Can I use CD-HIT package for shotgun sequencing data (metagenomic) comparsion?
1
0
Entering edit mode
7 months ago

I want to compare two genomes that I obtained from my shotgun metagenomic sequencing data. Seems like "cd-hit-est-2d" option works perfectly for me as I need to find out what sequences are similar/dissimilar between these two genomes. However, I read in the CD-HIT manual that it's good for non-intron containing sequences e.g. EST. That means I SHOULD NOT use CD-HIT for my metagenome comparison?

If not, please suggest any other tool that I can use to compare the genomes.

shotgun CD-HIT metagenome genome • 527 views
0
Entering edit mode
7 months ago

I think a multi-genome alignment tool like MUGSY might be more appropriate for this, alternatively dotplots, Mummer, Blast2seqs etc

0
Entering edit mode

Actually I used CD-HIT and it worked. It took only a minute compared to what is reported that it may take longer/resources issue etc.

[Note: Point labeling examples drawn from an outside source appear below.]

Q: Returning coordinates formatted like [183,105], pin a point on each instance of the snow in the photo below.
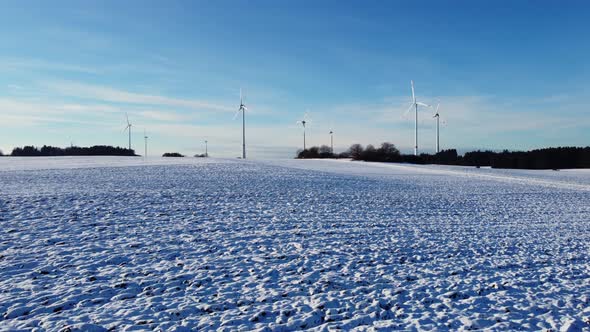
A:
[95,243]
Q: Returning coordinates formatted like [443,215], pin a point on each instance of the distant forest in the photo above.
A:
[51,151]
[549,158]
[173,154]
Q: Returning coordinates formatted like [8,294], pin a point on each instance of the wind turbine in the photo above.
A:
[415,106]
[145,139]
[303,123]
[242,109]
[128,128]
[331,141]
[437,116]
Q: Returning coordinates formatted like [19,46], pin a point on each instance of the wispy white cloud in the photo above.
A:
[10,64]
[109,94]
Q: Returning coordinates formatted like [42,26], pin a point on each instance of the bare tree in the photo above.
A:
[356,151]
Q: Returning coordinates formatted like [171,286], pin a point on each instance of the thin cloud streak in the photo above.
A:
[108,94]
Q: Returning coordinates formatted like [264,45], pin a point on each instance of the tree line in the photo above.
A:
[51,151]
[548,158]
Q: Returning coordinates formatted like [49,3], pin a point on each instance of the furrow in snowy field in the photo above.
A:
[289,245]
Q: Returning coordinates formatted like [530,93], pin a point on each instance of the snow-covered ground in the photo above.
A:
[125,244]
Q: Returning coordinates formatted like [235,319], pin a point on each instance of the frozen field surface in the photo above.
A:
[93,244]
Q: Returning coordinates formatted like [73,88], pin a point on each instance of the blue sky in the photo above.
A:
[508,74]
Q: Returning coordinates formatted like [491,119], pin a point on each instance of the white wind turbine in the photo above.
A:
[331,141]
[437,116]
[303,122]
[145,141]
[242,109]
[128,128]
[415,106]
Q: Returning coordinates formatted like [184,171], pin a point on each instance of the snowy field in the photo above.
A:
[193,244]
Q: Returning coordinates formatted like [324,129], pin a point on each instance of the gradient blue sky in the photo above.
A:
[508,74]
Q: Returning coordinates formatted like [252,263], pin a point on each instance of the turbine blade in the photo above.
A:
[237,112]
[408,110]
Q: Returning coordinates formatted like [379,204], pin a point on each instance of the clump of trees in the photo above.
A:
[321,152]
[51,151]
[172,154]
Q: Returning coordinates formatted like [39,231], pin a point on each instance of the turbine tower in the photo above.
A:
[303,123]
[437,116]
[415,106]
[242,109]
[128,128]
[331,141]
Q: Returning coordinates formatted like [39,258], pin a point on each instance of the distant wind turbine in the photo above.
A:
[145,138]
[128,128]
[331,141]
[242,109]
[437,116]
[415,106]
[303,122]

My point is that should I not trust these results?

1
Entering edit mode

You can trust the result. CD-HIT works for non-intron containing sequences, and prokaryotic genomes (that is presumably what you have) are intronless. It would likely work even for intron-containing genomes as long as they are closely related.

0
Entering edit mode

How does one assess (meta)genome similarity using a clustering tool like CD-HIT? Do you just look at the proportion of clustered contigs w.r.t. total number of contigs?

0
Entering edit mode

CD-HIT has an algorithm called "cd-hit-est-2d" that compares the two genomes or nucleotide datasets and outputs the sequences that are similar/dissimilar between the two.